The annual event, held in the school's cafeteria and attended by more than 100 Stratford Landing Elementary Girl Scouts, was just one of many festivities held around the world in commemoration of Worldwide Thinking Day.
First created in 1926 and observed on Feb. 22, in honor of the mutual birthday of Lord Baden-Powell, founder of the Boy Scout movement and his wife Olave, who served as world chief guide, Worldwide Thinking Day is a special scouting event. It is on this day that Girl Scouts and Girl Guides all around the world think of each other and give thanks and appreciation to their "sister" Girl Scouts.

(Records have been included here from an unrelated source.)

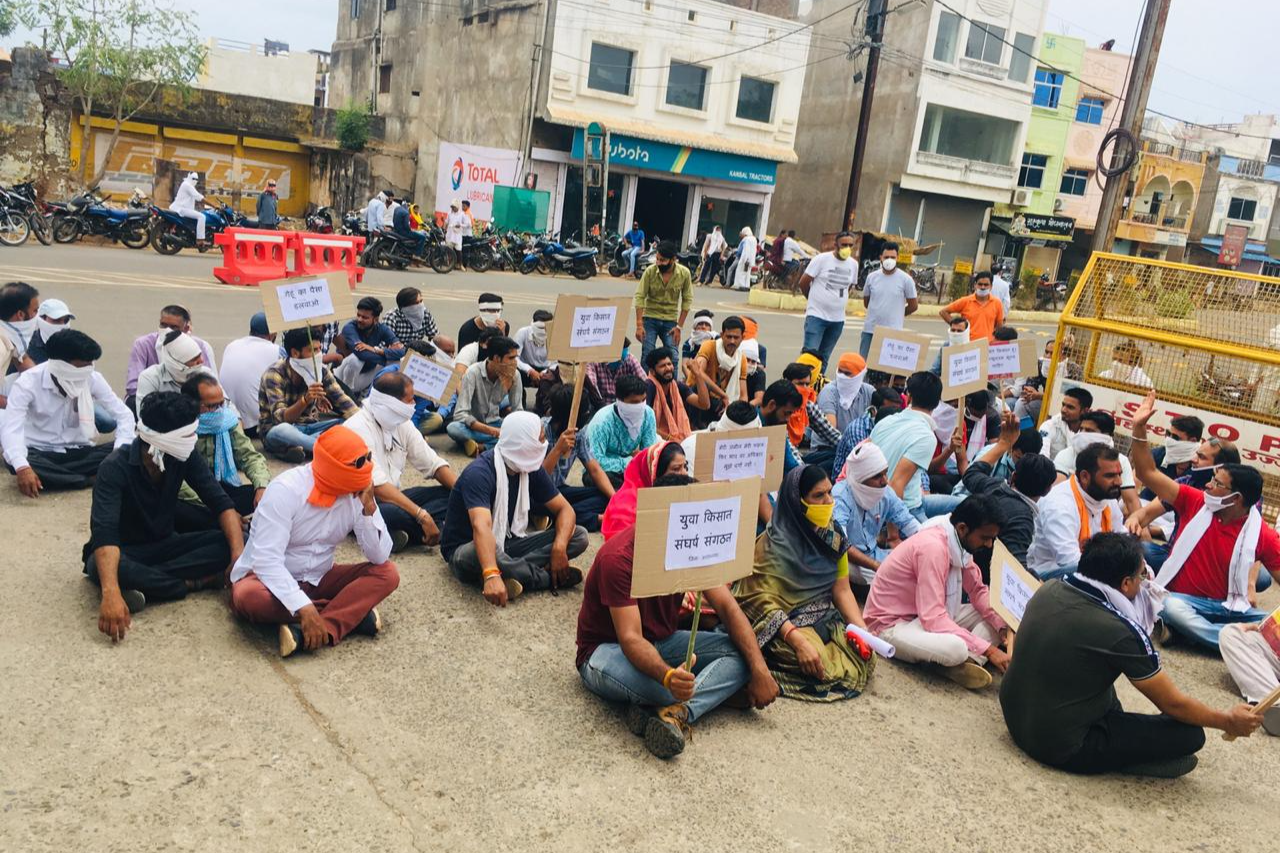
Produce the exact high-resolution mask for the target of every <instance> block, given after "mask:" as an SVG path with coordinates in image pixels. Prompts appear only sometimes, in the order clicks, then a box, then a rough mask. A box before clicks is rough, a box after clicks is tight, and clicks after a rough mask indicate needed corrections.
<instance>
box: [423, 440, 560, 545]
mask: <svg viewBox="0 0 1280 853" xmlns="http://www.w3.org/2000/svg"><path fill="white" fill-rule="evenodd" d="M497 489H498V476H497V473H495V471H494V467H493V451H492V450H489V451H485V452H484V453H480V456H479V457H476V461H474V462H471V464H470V465H467V466H466V469H463V471H462V474H461V475H460V476H458V482H457V483H454V485H453V491H452V492H449V510H448V512H447V514H445V516H444V529H443V530H442V532H440V556H443V557H444V558H445V560H448V558H449V557H452V556H453V551H454V549H456V548H457V547H458V546H463V544H466V543H468V542H471V516H470V515H467V512H468V511H470V510H474V508H476V507H484V508H486V510H492V508H493V498H494V492H495V491H497ZM518 493H520V478H518V475H515V474H508V475H507V496H508V501H507V503H508V507H507V508H508V511H507V524H508V529H511V528H509V525H511V520H512V517H513V516H515V515H516V494H518ZM557 494H559V492H558V491H557V489H556V484H554V483H553V482H552V478H550V475H548V474H547V471H545V470H544V469H541V467H539V469H538V470H536V471H534V473H532V474H530V475H529V503H530V507H539V506H545V505H548V503H550V502H552V501H554V500H556V496H557Z"/></svg>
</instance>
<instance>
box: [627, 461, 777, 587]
mask: <svg viewBox="0 0 1280 853" xmlns="http://www.w3.org/2000/svg"><path fill="white" fill-rule="evenodd" d="M759 500H760V480H758V479H754V478H753V479H742V480H733V482H731V483H695V484H694V485H673V487H664V488H646V489H640V492H639V493H637V494H636V530H635V537H636V542H637V543H639V542H644V543H645V547H644V548H640V547H637V548H636V549H635V560H634V562H632V567H631V596H632V597H634V598H648V597H652V596H669V594H672V593H680V592H698V590H703V589H710V588H713V587H719V585H722V584H727V583H732V581H735V580H737V579H739V578H745V576H748V575H749V574H751V567H753V558H754V555H755V517H756V511H758V507H759ZM659 543H660V544H659Z"/></svg>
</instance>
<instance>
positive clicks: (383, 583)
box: [230, 427, 399, 657]
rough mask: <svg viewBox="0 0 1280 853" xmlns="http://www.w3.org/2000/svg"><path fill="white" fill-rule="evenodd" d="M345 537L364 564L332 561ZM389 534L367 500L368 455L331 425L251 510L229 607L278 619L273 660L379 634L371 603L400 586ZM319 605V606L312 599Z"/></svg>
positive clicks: (371, 464) (358, 443) (247, 616)
mask: <svg viewBox="0 0 1280 853" xmlns="http://www.w3.org/2000/svg"><path fill="white" fill-rule="evenodd" d="M352 533H355V534H356V543H357V544H358V546H360V551H361V553H364V556H365V560H366V562H356V564H334V561H333V556H334V551H335V549H337V547H338V544H339V543H342V542H343V540H344V539H346V538H347V537H348V535H351V534H352ZM390 553H392V537H390V533H388V530H387V524H385V523H384V521H383V516H381V514H380V512H379V511H378V501H376V500H375V497H374V466H372V453H371V452H370V451H369V447H367V446H366V444H365V441H364V439H362V438H361V437H360V435H357V434H356V433H353V432H352V430H349V429H347V428H346V427H334V428H333V429H329V430H325V433H324V434H321V435H320V438H319V439H316V444H315V459H314V461H312V462H311V464H308V465H301V466H298V467H294V469H291V470H288V471H285V473H284V474H282V475H280V476H278V478H275V479H274V480H271V484H270V485H268V487H266V494H264V496H262V501H261V502H260V503H259V505H257V511H256V512H255V514H253V529H252V532H251V533H250V538H248V542H247V543H246V546H244V552H243V553H242V555H241V556H239V558H238V560H237V561H236V565H234V566H233V567H232V573H230V581H232V611H233V612H234V613H236V615H237V616H239V617H241V619H246V620H248V621H251V622H264V624H279V626H280V630H279V642H280V657H288V656H289V654H293V652H296V651H297V649H298V648H300V647H302V648H306V649H307V651H315V649H319V648H320V647H323V646H337V644H338V643H340V642H342V639H343V638H344V637H347V635H348V634H352V633H357V634H365V635H367V637H375V635H376V634H378V631H379V630H381V619H380V616H379V613H378V610H376V607H378V605H379V603H380V602H381V601H383V599H384V598H387V597H388V596H389V594H392V592H394V590H396V587H398V585H399V573H398V571H397V569H396V564H394V562H392V561H390V560H389V557H390ZM316 602H319V603H316Z"/></svg>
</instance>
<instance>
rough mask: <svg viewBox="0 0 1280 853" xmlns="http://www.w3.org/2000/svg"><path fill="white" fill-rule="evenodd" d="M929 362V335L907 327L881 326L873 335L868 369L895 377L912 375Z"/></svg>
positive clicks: (905, 376) (868, 358) (919, 369)
mask: <svg viewBox="0 0 1280 853" xmlns="http://www.w3.org/2000/svg"><path fill="white" fill-rule="evenodd" d="M928 362H929V337H928V336H925V334H916V333H915V332H908V330H906V329H890V328H886V327H883V325H877V327H876V332H874V333H873V334H872V348H870V351H869V352H868V353H867V368H868V369H870V370H879V371H881V373H887V374H890V375H891V377H910V375H911V374H913V373H919V371H920V370H925V369H927V368H928Z"/></svg>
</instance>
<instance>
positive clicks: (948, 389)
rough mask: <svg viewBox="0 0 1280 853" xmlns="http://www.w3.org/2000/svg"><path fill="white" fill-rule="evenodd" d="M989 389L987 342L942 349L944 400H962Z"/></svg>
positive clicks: (960, 344) (942, 382) (942, 363)
mask: <svg viewBox="0 0 1280 853" xmlns="http://www.w3.org/2000/svg"><path fill="white" fill-rule="evenodd" d="M986 387H987V342H986V341H984V339H983V341H973V342H970V343H957V345H955V346H950V347H942V398H943V400H948V401H950V400H960V398H961V397H964V396H965V394H972V393H973V392H975V391H982V389H983V388H986Z"/></svg>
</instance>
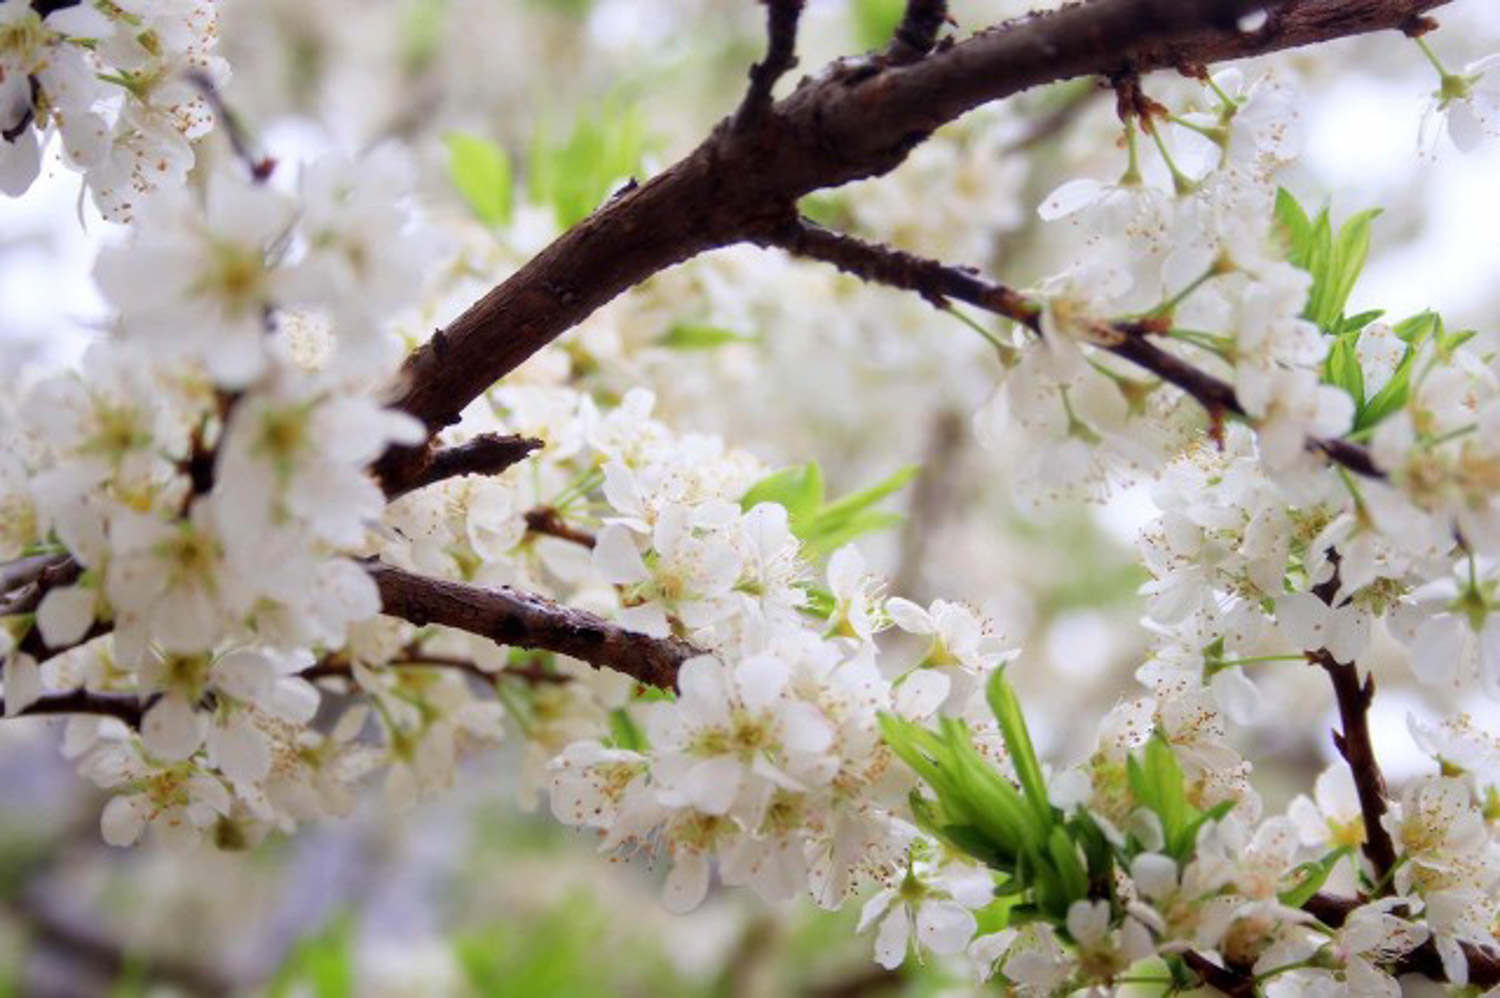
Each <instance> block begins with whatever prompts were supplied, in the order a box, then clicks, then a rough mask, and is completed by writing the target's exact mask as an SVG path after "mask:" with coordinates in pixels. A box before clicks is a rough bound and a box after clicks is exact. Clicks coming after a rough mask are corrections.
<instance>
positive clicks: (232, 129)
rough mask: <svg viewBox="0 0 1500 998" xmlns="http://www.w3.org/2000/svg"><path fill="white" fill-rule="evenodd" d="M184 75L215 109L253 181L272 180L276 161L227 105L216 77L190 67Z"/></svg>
mask: <svg viewBox="0 0 1500 998" xmlns="http://www.w3.org/2000/svg"><path fill="white" fill-rule="evenodd" d="M184 75H186V77H187V83H190V84H192V86H193V87H196V89H198V93H201V95H202V99H204V101H207V102H208V107H211V108H213V113H214V116H216V117H217V119H219V125H220V126H222V128H223V134H225V135H226V137H228V138H229V149H231V150H234V156H236V158H237V159H239V161H240V162H243V164H245V168H246V170H249V173H251V180H254V182H255V183H266V182H267V180H270V177H272V173H275V171H276V161H275V159H273V158H270V156H266V155H264V153H261V152H258V150H255V149H254V146H255V141H254V140H252V138H251V132H249V129H248V128H245V122H242V120H240V116H239V114H236V113H234V110H231V108H229V105H228V104H225V101H223V95H222V93H219V87H216V86H214V83H213V78H211V77H210V75H208V74H205V72H202V71H199V69H189V71H187V72H186V74H184Z"/></svg>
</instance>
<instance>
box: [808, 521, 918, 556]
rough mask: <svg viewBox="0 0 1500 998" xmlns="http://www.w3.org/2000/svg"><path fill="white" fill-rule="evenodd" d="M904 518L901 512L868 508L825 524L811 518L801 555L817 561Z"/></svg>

For the attendees at last week's Stratford Landing Elementary School celebration, the event was an international learning experience. Elaborate displays depicting life in Japan, Brazil, India, The Netherlands, Britain, Ireland and Italy were set up and manned by the scouts and their troop leaders. For an hour and a half the world became a much smaller place, as the scouts wandered from country to country toting homemade passports along with their inquisitive minds. Ruby Szilagi, eleven, "didn't know Brazil's major sport is soccer." While, Jenny Jones found the Italian display an eye-opener. "Italy has a lot of towers," said the 10-year old.
Hungry stomachs accompanied hungry minds and the scouts sampled the various international delicacies. "You get all sorts of food," said nine-year-old Linnea Markson, a four year veteran of Thinking Day. Along with other members of Troop 2255, Markson had constructed an eye-catching display of Japanese culture. This exhibit was a particular favorite with the young Daisy Scouts, who eagerly created paper butterflies, which they proudly clipped to their "passports." Other passport memorabilia included wooden dolls from Ireland, rope bracelets from India and flower stencils from Holland.
As the novice Daisy Scouts will one day learn, Thinking Day isn't just an opportunity to acquire interesting keepsakes. It's much more. "The best part of Thinking Day is the food," said Janet Tela of Troop 2255, then without hesitation added, "and Thinking Day is the best part of Girl Scouts."